Amanhã, a posse de Barack Obama na presidência dos EUA permitirá tendência mais otimista, mas também não definitiva, para todos os segmentos. Para o Brasil, emoções mais intensas somente devem acontecer a partir de quarta-feira, dia do primeiro Copom do ano. E também histórico: iniciará o último ciclo de flexibilização monetária do governo Lula. Como todos sabem que ele irá baixar o juro, as pressões políticas são desta vez suaves. E se não está sob pressão, o Banco Central pode se sentir encorajado a inovar e, abandonando a cautela meramente tempestiva, agir sob efeito de uma visão prospectiva.

O mercado se encaminha para o consenso maciço de corte de 0,75 ponto. A Selic cairia de 13,75% para 13%. A baixa de 0,50 ponto iria consagrar a posição " atrás da curva " do BC. Corte de 1 ponto aprofundará a correção declinante da curva. Notoriamente, o BC tem medo dessas sinalizações radicais. A taxa do swap de 360 dias, que caiu de 13,20% no último Copom (10 de dezembro) para 11,40% agora, rumaria rapidamente para 11% se o BC diminuísse a Selic em 1 ponto. Como a taxa brasileira é uma das mais altas do mundo em termos nominais, o Copom pode até dar-se ao luxo de ignorar seus pendores ortodoxos e respeitar o relaxamento mundial. Como diz Fabio Erber, professor do Instituto de Economia da UFRJ, há o efeito de mimesis: se até o BCE planeja mais reduções, ficará o BC brasileiro fora da manada? O problema é que o Copom " sofre de uma forma peculiar e patológica de machismo: está sempre preocupado em mostrar independência " . Para Erber, mais importante que o tamanho da redução imediata será a indicação de tendência de queda firme, para reduzir a incerteza e incentivar consumo e investimento.

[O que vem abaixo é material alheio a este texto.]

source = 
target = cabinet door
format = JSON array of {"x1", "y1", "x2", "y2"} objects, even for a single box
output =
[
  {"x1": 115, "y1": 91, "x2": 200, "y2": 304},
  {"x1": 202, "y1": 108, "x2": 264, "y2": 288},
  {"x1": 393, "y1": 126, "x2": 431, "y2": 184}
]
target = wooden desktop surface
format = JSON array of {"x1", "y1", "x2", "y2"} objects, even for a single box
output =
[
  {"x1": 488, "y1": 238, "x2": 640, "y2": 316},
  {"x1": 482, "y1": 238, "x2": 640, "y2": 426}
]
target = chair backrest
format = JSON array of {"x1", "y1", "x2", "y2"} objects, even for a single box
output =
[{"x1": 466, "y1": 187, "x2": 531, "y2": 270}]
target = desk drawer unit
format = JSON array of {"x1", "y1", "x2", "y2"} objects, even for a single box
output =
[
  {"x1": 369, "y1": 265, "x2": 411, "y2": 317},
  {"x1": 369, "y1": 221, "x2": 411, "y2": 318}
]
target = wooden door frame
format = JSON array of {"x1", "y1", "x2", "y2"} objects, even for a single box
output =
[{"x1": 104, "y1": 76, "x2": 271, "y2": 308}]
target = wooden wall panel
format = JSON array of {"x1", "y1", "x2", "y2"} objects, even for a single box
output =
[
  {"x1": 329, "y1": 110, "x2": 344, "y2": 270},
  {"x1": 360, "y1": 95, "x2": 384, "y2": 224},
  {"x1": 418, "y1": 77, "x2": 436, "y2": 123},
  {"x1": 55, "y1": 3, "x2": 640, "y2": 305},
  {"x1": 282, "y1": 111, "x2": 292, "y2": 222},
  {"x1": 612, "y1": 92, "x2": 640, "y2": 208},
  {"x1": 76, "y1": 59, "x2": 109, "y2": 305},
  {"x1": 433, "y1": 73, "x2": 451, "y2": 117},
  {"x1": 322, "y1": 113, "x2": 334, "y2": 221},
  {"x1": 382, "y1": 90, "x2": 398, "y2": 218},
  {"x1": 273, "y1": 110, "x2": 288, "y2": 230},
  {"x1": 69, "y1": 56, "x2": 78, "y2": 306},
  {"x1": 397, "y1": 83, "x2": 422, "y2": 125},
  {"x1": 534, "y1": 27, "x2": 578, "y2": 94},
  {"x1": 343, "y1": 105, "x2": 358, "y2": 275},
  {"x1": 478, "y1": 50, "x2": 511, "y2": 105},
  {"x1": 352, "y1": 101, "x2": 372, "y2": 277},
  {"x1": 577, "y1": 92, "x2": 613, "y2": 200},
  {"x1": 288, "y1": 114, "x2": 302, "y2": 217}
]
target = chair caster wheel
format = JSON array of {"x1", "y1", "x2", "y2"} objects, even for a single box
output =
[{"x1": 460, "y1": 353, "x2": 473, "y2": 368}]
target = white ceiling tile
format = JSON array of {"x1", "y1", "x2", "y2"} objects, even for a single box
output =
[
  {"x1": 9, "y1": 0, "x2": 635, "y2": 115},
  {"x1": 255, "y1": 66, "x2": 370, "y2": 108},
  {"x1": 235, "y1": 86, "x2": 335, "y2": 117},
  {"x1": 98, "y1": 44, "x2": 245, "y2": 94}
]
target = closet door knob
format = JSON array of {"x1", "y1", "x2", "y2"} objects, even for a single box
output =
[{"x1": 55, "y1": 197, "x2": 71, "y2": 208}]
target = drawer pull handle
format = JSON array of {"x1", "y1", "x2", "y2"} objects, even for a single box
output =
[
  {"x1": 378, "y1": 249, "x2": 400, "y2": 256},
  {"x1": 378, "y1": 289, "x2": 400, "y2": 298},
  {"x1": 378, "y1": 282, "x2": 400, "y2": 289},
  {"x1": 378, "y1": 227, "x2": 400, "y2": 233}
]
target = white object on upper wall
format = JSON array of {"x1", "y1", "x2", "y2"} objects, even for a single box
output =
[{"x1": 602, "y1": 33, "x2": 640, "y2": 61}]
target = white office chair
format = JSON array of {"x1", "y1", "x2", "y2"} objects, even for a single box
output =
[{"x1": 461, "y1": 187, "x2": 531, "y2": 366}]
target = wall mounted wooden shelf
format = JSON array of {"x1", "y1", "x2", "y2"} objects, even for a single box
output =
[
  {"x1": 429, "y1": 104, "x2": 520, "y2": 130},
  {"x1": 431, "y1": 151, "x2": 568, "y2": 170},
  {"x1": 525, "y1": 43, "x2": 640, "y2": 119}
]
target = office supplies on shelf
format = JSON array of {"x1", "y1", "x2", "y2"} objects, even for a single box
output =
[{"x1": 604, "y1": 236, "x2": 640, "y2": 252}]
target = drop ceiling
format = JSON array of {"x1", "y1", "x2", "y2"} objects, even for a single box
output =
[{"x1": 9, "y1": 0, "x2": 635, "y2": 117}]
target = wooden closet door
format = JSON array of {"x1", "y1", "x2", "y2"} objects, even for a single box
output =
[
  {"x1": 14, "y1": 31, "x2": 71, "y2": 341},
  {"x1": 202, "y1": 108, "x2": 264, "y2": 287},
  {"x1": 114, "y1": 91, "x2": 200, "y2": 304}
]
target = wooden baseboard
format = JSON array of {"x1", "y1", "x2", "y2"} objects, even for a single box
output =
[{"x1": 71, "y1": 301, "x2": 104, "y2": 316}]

O consultor Marco Aurélio Garcia, diretor da Mag Consultoria, observa que mesmo caindo 1 ponto a Selic ainda ficará acima da taxa mais negociada da curva de juros. Enquanto isso acontecer, a política monetária será classicamente contracionista. Como a conjuntura de baixa demanda já é naturalmente contracionista, ela não precisa da ajuda da política de juros. Enquanto o Tesouro Nacional já se beneficia com a queda dos juros futuros, as empresas ainda estão pagando, no mínimo, CDI mais 15%. Uma queda mais acentuada da Selic teria o poder de corrigir esta distorção.

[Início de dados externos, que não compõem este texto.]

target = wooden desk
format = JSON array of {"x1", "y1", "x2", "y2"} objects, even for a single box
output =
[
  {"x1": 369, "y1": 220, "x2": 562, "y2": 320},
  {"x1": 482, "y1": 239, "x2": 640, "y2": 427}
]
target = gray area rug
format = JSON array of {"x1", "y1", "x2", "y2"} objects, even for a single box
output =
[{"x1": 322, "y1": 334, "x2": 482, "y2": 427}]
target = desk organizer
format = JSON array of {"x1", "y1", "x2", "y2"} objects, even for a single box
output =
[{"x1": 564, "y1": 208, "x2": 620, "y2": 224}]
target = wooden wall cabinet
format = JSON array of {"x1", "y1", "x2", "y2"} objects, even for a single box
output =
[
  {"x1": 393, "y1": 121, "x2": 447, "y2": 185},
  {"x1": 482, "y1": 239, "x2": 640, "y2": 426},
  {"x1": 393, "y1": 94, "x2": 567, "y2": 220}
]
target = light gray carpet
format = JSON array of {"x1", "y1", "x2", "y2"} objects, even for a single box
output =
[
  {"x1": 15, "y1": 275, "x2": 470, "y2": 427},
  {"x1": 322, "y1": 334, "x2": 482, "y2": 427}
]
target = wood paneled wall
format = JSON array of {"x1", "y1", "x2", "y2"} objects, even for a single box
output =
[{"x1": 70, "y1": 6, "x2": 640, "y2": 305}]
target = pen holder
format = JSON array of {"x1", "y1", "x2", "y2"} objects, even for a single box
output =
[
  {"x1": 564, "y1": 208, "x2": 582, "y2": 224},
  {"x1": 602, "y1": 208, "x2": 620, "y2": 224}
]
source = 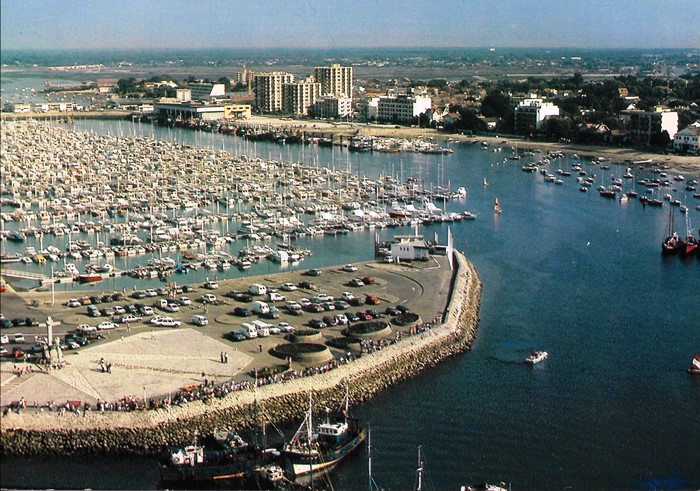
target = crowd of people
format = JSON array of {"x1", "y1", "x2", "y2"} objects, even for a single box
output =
[{"x1": 6, "y1": 317, "x2": 441, "y2": 415}]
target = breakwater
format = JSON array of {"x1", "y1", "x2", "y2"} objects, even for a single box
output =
[{"x1": 0, "y1": 253, "x2": 481, "y2": 456}]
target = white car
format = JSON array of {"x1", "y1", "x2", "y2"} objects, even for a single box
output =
[
  {"x1": 76, "y1": 324, "x2": 97, "y2": 334},
  {"x1": 202, "y1": 293, "x2": 216, "y2": 303},
  {"x1": 163, "y1": 302, "x2": 180, "y2": 312},
  {"x1": 275, "y1": 322, "x2": 294, "y2": 332},
  {"x1": 340, "y1": 292, "x2": 356, "y2": 302}
]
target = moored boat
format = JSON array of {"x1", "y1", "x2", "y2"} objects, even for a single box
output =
[
  {"x1": 525, "y1": 351, "x2": 549, "y2": 365},
  {"x1": 282, "y1": 389, "x2": 365, "y2": 480}
]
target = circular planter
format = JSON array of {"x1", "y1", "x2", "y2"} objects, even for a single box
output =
[
  {"x1": 285, "y1": 329, "x2": 323, "y2": 343},
  {"x1": 343, "y1": 320, "x2": 391, "y2": 339},
  {"x1": 326, "y1": 336, "x2": 360, "y2": 351},
  {"x1": 270, "y1": 343, "x2": 333, "y2": 363},
  {"x1": 392, "y1": 312, "x2": 420, "y2": 327}
]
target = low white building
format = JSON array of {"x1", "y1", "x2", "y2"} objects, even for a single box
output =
[
  {"x1": 673, "y1": 121, "x2": 700, "y2": 154},
  {"x1": 514, "y1": 98, "x2": 559, "y2": 135},
  {"x1": 389, "y1": 235, "x2": 430, "y2": 261},
  {"x1": 377, "y1": 93, "x2": 433, "y2": 123}
]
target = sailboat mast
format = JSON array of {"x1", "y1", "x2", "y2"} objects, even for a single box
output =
[{"x1": 416, "y1": 445, "x2": 423, "y2": 491}]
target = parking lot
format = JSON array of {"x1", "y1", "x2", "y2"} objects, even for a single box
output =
[{"x1": 2, "y1": 257, "x2": 450, "y2": 404}]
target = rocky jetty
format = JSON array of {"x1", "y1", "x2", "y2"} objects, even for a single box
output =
[{"x1": 0, "y1": 252, "x2": 481, "y2": 456}]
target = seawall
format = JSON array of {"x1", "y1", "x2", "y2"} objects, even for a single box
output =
[{"x1": 0, "y1": 252, "x2": 481, "y2": 456}]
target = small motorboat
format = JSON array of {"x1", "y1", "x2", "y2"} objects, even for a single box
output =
[{"x1": 525, "y1": 351, "x2": 549, "y2": 365}]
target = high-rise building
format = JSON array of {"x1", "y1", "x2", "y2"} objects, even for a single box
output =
[
  {"x1": 282, "y1": 80, "x2": 321, "y2": 116},
  {"x1": 314, "y1": 64, "x2": 352, "y2": 98},
  {"x1": 253, "y1": 72, "x2": 294, "y2": 113}
]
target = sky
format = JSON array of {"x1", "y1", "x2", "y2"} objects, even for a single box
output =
[{"x1": 0, "y1": 0, "x2": 700, "y2": 50}]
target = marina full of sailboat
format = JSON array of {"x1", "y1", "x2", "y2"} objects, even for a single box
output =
[{"x1": 0, "y1": 122, "x2": 700, "y2": 489}]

Pedro Paulo Silveira, da Gradual Investimentos, não descarta a hipótese de corte de um ponto. Ele não concorda com a visão de que o Copom só não fará um o corte deste tamanho por causa da sua manifesta inclinação conservadora. O economista lembra que a atual gestão já fez, quando se mostraram necessários, cortes substanciais na taxa. Foi o que aconteceu por exemplo logo no começo da administração Meirelles. No Copom de julho de 2003, a Selic caiu 1,5 ponto, de 26% para 24,50%. Na reunião seguinte cedeu 2,5 ponto, para 22%. E na reunião de setembro de 2003 a dose foi de dois pontos. Para Silveira, uma redução mais forte pode ser agora indispensável para diminuir os spreads bancários, muito elevados mesmo depois da liberação de compulsórios.

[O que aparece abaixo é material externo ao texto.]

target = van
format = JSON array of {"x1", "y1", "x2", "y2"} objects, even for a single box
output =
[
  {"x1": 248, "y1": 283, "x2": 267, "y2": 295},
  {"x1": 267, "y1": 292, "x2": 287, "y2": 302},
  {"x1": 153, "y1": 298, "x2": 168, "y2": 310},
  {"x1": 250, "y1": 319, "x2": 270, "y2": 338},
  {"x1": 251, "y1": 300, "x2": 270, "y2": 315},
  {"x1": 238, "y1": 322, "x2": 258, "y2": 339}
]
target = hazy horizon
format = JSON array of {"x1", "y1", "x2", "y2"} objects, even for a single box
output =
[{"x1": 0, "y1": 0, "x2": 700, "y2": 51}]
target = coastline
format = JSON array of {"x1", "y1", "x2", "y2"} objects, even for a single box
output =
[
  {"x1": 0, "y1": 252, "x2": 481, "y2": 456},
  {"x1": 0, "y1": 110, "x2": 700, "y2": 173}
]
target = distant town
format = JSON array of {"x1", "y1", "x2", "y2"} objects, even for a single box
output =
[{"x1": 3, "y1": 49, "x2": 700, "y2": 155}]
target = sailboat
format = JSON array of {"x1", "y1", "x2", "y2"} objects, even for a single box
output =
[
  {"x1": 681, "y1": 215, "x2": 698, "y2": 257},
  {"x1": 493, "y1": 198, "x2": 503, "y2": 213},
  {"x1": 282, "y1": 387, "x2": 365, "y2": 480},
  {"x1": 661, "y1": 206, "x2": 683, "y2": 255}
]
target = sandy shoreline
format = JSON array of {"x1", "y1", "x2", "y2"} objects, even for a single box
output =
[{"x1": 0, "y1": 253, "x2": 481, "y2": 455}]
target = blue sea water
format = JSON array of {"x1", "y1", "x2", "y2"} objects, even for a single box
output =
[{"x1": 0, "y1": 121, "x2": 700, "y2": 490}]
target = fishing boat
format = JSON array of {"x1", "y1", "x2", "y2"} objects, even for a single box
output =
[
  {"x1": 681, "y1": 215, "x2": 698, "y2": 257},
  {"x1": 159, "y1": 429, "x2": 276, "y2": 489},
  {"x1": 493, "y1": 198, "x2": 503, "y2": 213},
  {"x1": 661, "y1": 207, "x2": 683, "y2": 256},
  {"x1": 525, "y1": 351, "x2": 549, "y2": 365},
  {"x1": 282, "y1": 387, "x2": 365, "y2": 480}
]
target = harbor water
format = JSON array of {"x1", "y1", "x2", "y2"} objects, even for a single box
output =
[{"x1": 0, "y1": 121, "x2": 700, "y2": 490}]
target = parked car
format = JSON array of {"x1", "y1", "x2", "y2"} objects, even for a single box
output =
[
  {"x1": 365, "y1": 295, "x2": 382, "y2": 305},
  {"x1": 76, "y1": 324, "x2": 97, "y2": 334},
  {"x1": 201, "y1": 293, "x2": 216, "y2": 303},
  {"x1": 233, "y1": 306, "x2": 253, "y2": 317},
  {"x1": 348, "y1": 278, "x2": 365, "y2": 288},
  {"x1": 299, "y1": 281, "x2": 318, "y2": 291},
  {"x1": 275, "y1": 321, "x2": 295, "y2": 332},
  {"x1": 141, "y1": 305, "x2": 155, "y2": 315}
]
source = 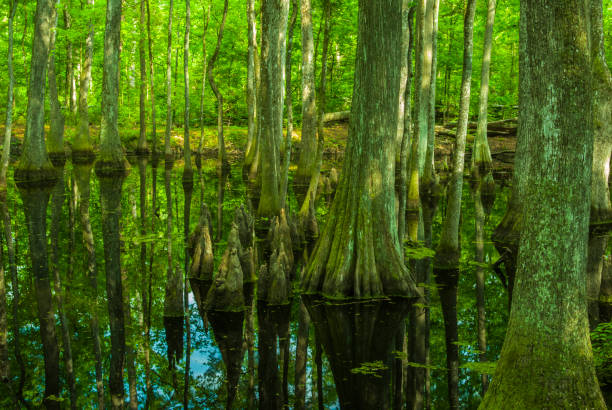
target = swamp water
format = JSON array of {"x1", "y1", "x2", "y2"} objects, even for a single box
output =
[{"x1": 0, "y1": 153, "x2": 600, "y2": 408}]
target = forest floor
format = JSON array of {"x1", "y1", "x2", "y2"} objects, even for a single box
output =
[{"x1": 1, "y1": 122, "x2": 516, "y2": 178}]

O economista da Pentágono Asset, Marcelo Ribeiro, diz que o BC deveria fazer o corte que fosse necessário para recolocá-lo " adiante " da curva de juros. Precisa recuperar a confiança da sociedade num momento em que o mundo inteiro questiona a eficácia dos instrumentos de política monetária. Globalmente, nem as baixas de juros, nem a ampliação da liquidez estão conseguindo reverter o ciclo deflacionista-recessivo. O Brasil, segundo Ribeiro, não é uma exceção neste cenário. Muito pelo contrário. Dado o peso das commodities, é um dos países que mais estão sofrendo os efeitos da crise mundial.

Luis Otavio de Souza Leal, economista-chefe do banco ABC Brasil, acredita que o BC vai cortar os juros em apenas 0,50 ponto porque ainda não deve estar convencido totalmente de que não se terá pressões inflacionárias oriundas da desvalorização cambial. " A grande questão é que os modelos tradicionais de impacto do câmbio sobre a inflação podem ser descartados, mas não podemos descartar que haverá impactos, apenas estes serão menores e demorarão mais para serem sentidos " , diz Leal. O motivo, segundo ele, é que se está claramente passando por um ciclo de estoques, o que amplifica a queda do nível de atividade e impede que a desvalorização cambial passe para os preços.